In the observability and security space, OCSF is everywhere. AWS Security Lake converts natively supported AWS logs and events to OCSF and stores them in Parquet. AWS AppFabric can generate OCSF – Normalized Audit Data. AWS Security Hub findings use OCSF and AWS publishes an extension to get details of specific cloud resources.

Splunk can translate incoming data to OCSF with edge processor and ingestion processor. Cribl supports seamless conversion of streaming data to OCSF and compatible formats.

Palo Alto Networks can forward data from the Strata Sogging service to Amazon Security Lake on OCSF. CrowdStrike is positioned on both sides of the OCSF pipeline, with Falcon data translated to OCSF for Security Lake and Falcon Next-Gen SIEM positioned to ingest and analyze data formatted in OCSF. OCSF is one of those rare standards that has crossed the chasm from an abstract standard to an industry-wide operational plumbing standard.

AI is giving new urgency to the OCSF story

When companies deploy an AI infrastructure, large language models (LLMs) sit at the center, surrounded by complex distributed systems such as model gateways, agent runtimes, vector stores, tool calls, recovery systems, and policy engines. These components generate new forms of telemetry, many of which transcend product boundaries. Security teams across the SOC are increasingly focused on capturing and analyzing this data. The central question is often what an agent AI system actually did, rather than just the text it produced, and whether its actions led to security breaches.

That puts more pressure on the underlying data model. An AI assistant that calls the wrong tool, retrieves the wrong data, or chains together a risky sequence of actions creates a security event that must be understood across all systems. A shared security scheme becomes more valuable in that world, especially when AI is also used on the analytics side to correlate more data, faster.

For OCSF, 2025 will focus on AI

Imagine a company uses an AI assistant to help employees search for internal documents and activate tools like ticketing systems or code repositories. One day, the wizard starts extracting the wrong files, calling tools it shouldn’t be using, and exposing sensitive information in its responses.

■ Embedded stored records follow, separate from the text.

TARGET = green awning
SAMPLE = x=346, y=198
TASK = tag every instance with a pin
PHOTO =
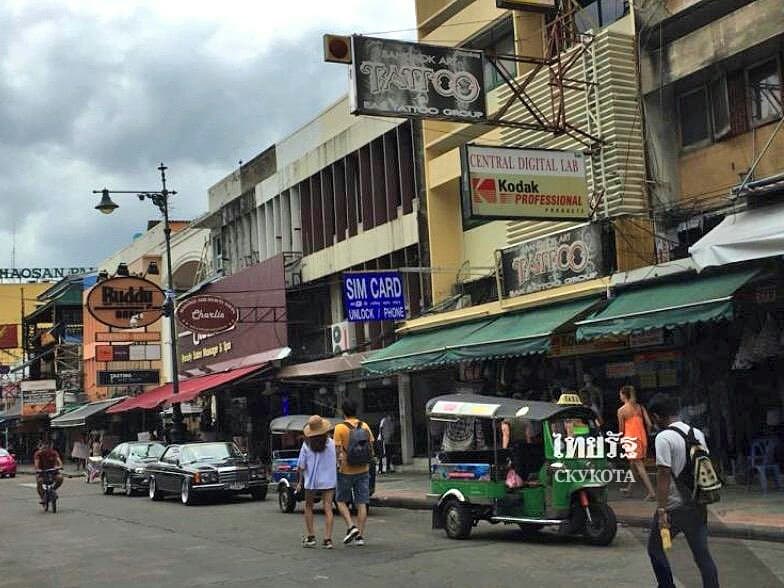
x=508, y=335
x=667, y=305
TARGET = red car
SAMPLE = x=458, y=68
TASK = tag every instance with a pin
x=7, y=464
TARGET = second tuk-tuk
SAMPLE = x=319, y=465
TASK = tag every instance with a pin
x=287, y=438
x=549, y=474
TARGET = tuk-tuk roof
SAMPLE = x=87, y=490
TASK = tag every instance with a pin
x=295, y=422
x=497, y=407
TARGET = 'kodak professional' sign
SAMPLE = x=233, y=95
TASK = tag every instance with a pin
x=501, y=183
x=126, y=303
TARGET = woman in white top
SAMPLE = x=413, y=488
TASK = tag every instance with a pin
x=317, y=473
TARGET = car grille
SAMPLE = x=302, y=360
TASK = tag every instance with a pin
x=233, y=476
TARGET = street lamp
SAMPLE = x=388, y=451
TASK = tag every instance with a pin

Updates in OCSF versions 1.5.0, 1.6.0, and 1.7.0 help security teams piece together what happened by flagging unusual behavior, showing who had access to connected systems, and tracing step-by-step calls to wizard tools. Instead of just looking at the final answer the AI ​​gave, the team can investigate the entire chain of actions that led to the problem.

What’s on the horizon?

Imagine that a company uses an AI-enabled customer service bot and one day the bot starts giving long, detailed responses that include internal troubleshooting guidance intended only for staff. With the types of changes being developed for OCSF 1.8.0, the security team was able to see what model was handling the exchange, what provider was supplying it, what role each message played, and how token counts changed throughout the conversation.

A sudden increase in notice or completion tokens could indicate that the bot received an unusually large hidden notice, pulled too much background data from a vector database, or generated an overly long response that increased the possibility of sensitive information being leaked. This gives researchers a handy clue about where the interaction went, rather than leaving them alone with the final answer.

Why this is important for the overall market

The bigger story is that OCSF has quickly gone from being a community effort to becoming an actual standard that security products use every day. Over the past two years, it has gained stronger governance, frequent releases, and hands-on support across data lakes, ingestion pipelines, SIEM workflows, and partner ecosystems.

In a world where AI expands the security landscape through scams, abuses, and new attack paths, security teams rely on OCSF to connect data from many systems without losing context along the way to keep their data safe.

Nikhil Mungel has been building distributed systems and AI teams at SaaS companies for over 15 years.